ドラクエに限らず、ショートストーリーを組み合わせて一つの物語にしていくって言う方法は今までも普通に存在していたと思うのですよ。それが新しいというつもりはありません。
私が『ハヤテのごとく!』を読んで、当初は全く理解できず、理解した後は「もしかするとこれは千年に一度生まれるかどうかの革命的な手法なのではないか?」という疑いを持つようになった理由は、そのショートストーリーの組み合わせ方です。
まず、簡単な方は順列です。ある物語の終わりが別の物語の始まりのきっかけになることがある。これだけならよくある話です。

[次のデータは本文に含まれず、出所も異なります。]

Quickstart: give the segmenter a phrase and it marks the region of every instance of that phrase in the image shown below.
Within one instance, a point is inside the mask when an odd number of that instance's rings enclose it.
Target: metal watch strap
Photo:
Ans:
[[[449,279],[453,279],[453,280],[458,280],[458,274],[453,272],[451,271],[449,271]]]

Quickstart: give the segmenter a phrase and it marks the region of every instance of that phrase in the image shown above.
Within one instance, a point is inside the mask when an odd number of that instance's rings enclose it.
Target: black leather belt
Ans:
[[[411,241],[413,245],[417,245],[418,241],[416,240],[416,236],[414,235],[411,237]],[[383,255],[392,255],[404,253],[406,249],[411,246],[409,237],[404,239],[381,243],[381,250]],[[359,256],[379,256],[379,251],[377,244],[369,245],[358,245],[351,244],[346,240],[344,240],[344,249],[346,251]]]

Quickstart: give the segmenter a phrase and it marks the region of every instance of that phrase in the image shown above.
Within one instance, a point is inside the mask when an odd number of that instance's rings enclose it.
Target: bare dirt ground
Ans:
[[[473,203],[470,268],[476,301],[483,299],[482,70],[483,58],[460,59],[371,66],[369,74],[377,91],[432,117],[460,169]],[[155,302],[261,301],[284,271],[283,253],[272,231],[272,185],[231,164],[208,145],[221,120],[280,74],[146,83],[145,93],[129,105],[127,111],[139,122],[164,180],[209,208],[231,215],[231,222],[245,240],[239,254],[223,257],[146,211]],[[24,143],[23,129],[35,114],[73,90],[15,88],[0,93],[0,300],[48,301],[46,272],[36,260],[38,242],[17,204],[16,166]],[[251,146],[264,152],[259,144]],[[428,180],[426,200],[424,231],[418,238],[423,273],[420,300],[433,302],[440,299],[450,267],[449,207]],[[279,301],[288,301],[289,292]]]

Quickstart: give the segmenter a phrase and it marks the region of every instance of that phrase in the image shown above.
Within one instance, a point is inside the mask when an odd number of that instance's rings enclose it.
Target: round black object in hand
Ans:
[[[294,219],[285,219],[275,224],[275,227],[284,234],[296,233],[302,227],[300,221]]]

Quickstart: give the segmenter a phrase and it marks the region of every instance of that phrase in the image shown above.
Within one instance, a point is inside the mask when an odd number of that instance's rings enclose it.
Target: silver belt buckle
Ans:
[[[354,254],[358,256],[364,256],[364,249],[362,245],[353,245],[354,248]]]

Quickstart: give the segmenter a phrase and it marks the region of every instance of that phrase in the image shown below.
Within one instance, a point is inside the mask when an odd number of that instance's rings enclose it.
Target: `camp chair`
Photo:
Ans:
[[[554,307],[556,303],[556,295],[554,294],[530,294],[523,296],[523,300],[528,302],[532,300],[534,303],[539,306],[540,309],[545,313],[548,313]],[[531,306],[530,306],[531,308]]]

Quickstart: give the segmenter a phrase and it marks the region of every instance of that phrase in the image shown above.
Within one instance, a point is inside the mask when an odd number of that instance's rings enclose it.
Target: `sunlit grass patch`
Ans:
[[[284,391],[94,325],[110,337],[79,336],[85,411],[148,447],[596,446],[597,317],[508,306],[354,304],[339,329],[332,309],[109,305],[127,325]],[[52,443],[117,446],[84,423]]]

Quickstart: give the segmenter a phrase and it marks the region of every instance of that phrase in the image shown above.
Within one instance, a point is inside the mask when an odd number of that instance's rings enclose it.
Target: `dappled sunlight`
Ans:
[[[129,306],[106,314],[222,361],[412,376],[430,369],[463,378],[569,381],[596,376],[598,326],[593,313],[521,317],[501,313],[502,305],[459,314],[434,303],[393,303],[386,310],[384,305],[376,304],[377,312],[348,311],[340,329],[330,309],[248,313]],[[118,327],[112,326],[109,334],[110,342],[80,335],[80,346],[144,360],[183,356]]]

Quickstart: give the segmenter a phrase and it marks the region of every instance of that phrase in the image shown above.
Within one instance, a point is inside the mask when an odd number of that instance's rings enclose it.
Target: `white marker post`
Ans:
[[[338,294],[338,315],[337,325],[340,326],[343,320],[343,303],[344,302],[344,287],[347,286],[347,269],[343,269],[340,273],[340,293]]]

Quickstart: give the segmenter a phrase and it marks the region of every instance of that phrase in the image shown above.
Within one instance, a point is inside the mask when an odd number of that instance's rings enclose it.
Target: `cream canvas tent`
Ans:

続いて並列です。別の主人公による別の話が同時に描かれる。こちらは、同時というわけではないけれどドラクエなんかが該当すると思われます。
その両方を組み合わせ、それぞれに関連性を持たせるという作りの話を私は読んだ記憶がないんですね。
本質的には全く関係ない話、現状の原作で言えばヒナギクの話とアテネの話とか、現状のアニメで言うと、バイトの話と咲夜の誕生日の話とかが、時間をキーにして互いに微妙な影響を与え合い、そして、それぞれの話が一応の終結を向かえたとしても、その後それをきっかけにそれぞれ別の話がまた始まるという作り。さらに、その行き着く先として創造主があらかじめ決めているエンディングがあるという前提。そのエンディングのトリガーは日付であるという条件。
複数の仕組みを組み合わせた方法がハイブリッドなら、それらをより複雑に組み合わせているから「スーパーハイブリッド」としか言いようがないのかなぁと私は思っています。